Exchange...Get in touch

[mame82]

Looked into your mimikatz payload.

It would be a good idea to load mimikatz via covert HID channel into the PowerShell session and get rid of the webserver. Seems I need to develop another HID payload and a built-in command for P4wnP1 to download files via HID into memory. This would be less evasive and could nicely deal with endpoint protections which don't account for USB HID PnP devices.

Would you like to contribute payloads to P4wnP1? (guess I need to finalize the payload format to avoid reworking them all the time)

[mame82]

Btw. the reason of packing JtR was to start bruteforcing NetNTLMv2 hashes captured from locked machines and unlock the machine via HID keyboard (if the password is weak enough, ~ 100000 hashes per second are possible on Pi Zero). I haven't finished this because "Snagging cress from locked machines" fails in most cases. But I guess it would be a nice payload to and is perfectly doable.

[ZeteMKaa]

Yeah was playing around to see what would be a good option to load the Mimikatz payload into memory and dumping the output on the Pi. Was trying to use the new hid_payload in the devel branch was not able to link them together. And typing out the entire base64 encoding also was not a solution :)

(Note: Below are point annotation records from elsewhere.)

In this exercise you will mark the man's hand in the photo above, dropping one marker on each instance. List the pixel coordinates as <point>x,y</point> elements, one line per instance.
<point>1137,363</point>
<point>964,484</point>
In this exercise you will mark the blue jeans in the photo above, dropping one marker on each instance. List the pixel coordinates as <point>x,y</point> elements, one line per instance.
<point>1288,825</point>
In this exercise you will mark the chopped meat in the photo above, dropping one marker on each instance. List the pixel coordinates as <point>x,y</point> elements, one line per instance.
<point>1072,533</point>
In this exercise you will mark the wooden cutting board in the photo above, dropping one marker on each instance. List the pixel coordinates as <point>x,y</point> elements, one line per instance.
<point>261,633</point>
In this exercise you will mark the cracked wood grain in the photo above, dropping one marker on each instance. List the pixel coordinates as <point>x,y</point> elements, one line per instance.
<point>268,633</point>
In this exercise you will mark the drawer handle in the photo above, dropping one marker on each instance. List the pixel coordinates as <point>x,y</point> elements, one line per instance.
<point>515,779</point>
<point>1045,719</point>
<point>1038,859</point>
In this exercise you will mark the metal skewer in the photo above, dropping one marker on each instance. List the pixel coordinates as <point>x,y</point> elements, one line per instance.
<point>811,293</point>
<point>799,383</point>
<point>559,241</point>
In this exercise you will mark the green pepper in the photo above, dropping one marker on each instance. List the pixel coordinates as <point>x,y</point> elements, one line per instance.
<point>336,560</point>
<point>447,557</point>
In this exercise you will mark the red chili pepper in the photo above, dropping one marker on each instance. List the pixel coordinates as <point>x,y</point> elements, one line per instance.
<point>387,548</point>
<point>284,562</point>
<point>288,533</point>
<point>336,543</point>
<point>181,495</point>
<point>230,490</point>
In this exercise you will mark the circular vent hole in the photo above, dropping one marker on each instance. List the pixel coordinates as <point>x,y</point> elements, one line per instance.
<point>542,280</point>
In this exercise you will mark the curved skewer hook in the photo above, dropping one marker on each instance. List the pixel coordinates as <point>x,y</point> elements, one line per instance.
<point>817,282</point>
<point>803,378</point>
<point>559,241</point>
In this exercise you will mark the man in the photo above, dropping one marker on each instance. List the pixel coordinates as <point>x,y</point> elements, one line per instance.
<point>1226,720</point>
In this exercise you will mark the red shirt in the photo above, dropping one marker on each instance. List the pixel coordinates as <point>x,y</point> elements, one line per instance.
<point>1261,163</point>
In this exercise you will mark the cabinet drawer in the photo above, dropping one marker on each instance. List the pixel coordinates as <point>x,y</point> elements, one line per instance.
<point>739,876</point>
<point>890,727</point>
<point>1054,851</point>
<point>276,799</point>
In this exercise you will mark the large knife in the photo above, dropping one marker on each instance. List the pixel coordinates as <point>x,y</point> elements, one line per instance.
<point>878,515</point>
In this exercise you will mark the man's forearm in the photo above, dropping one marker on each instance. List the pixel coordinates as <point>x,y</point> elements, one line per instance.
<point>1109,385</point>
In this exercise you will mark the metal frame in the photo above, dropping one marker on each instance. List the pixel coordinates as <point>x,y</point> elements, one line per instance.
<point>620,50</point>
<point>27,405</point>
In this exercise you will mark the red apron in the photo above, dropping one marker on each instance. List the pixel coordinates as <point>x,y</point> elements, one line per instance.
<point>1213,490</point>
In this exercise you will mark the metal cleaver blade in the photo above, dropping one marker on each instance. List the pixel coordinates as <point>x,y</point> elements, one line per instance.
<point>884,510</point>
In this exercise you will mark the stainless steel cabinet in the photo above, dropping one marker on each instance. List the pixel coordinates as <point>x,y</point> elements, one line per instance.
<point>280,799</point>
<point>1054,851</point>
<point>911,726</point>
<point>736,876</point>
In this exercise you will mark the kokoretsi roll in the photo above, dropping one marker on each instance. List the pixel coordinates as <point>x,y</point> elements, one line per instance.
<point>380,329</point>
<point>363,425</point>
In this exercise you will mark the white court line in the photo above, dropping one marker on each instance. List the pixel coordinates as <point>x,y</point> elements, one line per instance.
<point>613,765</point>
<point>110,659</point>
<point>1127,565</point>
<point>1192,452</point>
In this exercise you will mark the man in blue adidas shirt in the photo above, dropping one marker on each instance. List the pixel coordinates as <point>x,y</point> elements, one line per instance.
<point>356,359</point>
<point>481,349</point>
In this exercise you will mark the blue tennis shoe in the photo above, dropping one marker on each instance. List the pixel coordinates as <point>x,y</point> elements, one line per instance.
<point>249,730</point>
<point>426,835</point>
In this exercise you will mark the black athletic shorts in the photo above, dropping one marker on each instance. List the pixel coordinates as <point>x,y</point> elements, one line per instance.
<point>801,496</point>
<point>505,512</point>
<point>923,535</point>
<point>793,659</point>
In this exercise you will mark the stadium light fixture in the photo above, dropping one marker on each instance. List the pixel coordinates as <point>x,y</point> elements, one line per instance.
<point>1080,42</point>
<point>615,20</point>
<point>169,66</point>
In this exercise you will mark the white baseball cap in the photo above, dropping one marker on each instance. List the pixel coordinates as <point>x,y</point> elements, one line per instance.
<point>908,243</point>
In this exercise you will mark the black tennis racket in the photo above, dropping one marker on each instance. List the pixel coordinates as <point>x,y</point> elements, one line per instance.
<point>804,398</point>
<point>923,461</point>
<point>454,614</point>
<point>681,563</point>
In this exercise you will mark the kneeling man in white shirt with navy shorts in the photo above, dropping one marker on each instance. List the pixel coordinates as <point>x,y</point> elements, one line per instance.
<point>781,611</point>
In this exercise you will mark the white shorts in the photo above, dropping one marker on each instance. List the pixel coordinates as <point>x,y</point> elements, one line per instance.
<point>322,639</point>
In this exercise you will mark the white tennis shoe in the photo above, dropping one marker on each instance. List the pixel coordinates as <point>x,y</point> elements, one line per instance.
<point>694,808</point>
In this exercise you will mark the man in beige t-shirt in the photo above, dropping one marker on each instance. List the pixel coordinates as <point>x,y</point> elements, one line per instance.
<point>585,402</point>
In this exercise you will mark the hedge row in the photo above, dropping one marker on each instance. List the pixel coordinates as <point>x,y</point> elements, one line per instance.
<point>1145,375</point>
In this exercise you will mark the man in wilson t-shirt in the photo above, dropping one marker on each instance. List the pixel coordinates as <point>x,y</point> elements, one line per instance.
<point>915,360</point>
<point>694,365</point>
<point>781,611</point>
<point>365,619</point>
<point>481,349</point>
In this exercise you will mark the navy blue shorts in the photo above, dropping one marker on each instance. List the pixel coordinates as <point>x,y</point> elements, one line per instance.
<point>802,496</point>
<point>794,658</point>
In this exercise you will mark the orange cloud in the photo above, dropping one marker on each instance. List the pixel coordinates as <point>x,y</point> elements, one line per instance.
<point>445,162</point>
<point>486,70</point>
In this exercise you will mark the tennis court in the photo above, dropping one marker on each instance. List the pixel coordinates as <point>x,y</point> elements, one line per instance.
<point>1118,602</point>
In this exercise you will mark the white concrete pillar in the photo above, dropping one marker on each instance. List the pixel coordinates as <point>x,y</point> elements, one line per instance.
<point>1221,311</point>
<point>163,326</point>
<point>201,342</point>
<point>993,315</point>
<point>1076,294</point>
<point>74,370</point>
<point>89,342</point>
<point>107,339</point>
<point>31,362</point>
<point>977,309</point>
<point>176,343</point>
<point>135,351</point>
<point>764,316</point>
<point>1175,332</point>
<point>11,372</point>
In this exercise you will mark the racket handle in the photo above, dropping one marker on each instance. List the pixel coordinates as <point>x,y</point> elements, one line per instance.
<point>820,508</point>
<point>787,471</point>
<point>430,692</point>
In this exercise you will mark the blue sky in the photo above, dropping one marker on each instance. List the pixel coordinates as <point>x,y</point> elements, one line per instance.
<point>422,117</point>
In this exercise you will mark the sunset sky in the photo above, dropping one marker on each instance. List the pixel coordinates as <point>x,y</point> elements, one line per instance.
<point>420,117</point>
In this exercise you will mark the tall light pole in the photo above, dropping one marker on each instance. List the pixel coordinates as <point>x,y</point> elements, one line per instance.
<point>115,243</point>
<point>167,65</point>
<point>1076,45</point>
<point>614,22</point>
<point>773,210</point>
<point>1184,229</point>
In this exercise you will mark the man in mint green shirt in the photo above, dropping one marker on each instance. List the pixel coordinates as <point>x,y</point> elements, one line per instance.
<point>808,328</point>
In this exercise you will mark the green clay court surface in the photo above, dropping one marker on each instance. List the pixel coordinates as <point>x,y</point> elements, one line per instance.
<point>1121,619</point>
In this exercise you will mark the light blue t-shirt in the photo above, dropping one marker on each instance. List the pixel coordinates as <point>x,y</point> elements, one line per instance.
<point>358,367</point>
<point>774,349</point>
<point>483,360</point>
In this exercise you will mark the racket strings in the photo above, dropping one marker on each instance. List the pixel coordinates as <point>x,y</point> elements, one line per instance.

The solution you propose would be great! And able to bypass most security solutions with some tweaking on the Mimikatz code. I would really like to contribute and test for the project. Been playing around with it for the last weeks and love the possibilities.

[mame82]

So we are talking about two additions...
Reading files in via HID (mimikatz payload) and writing back to P4wnP1 via HID (mimikatz results + data exfiltration).

To do list is growing, but the days are still limited to 24 hours :-(

At least loading Mimikatz into a PowerShell internal variable should be possible with the HID PoC:

The approach of loading a file from P4wnP1 to an inmemory PowerShell variable is shown in the video. The file only has to be exchanged by a mimikatz payload and the loaded variable has to be invoked with iex. Of course this would be a real insider attack, as it has to be done interactively (no USB drive by). The benefit of endpoint protection bypass remains.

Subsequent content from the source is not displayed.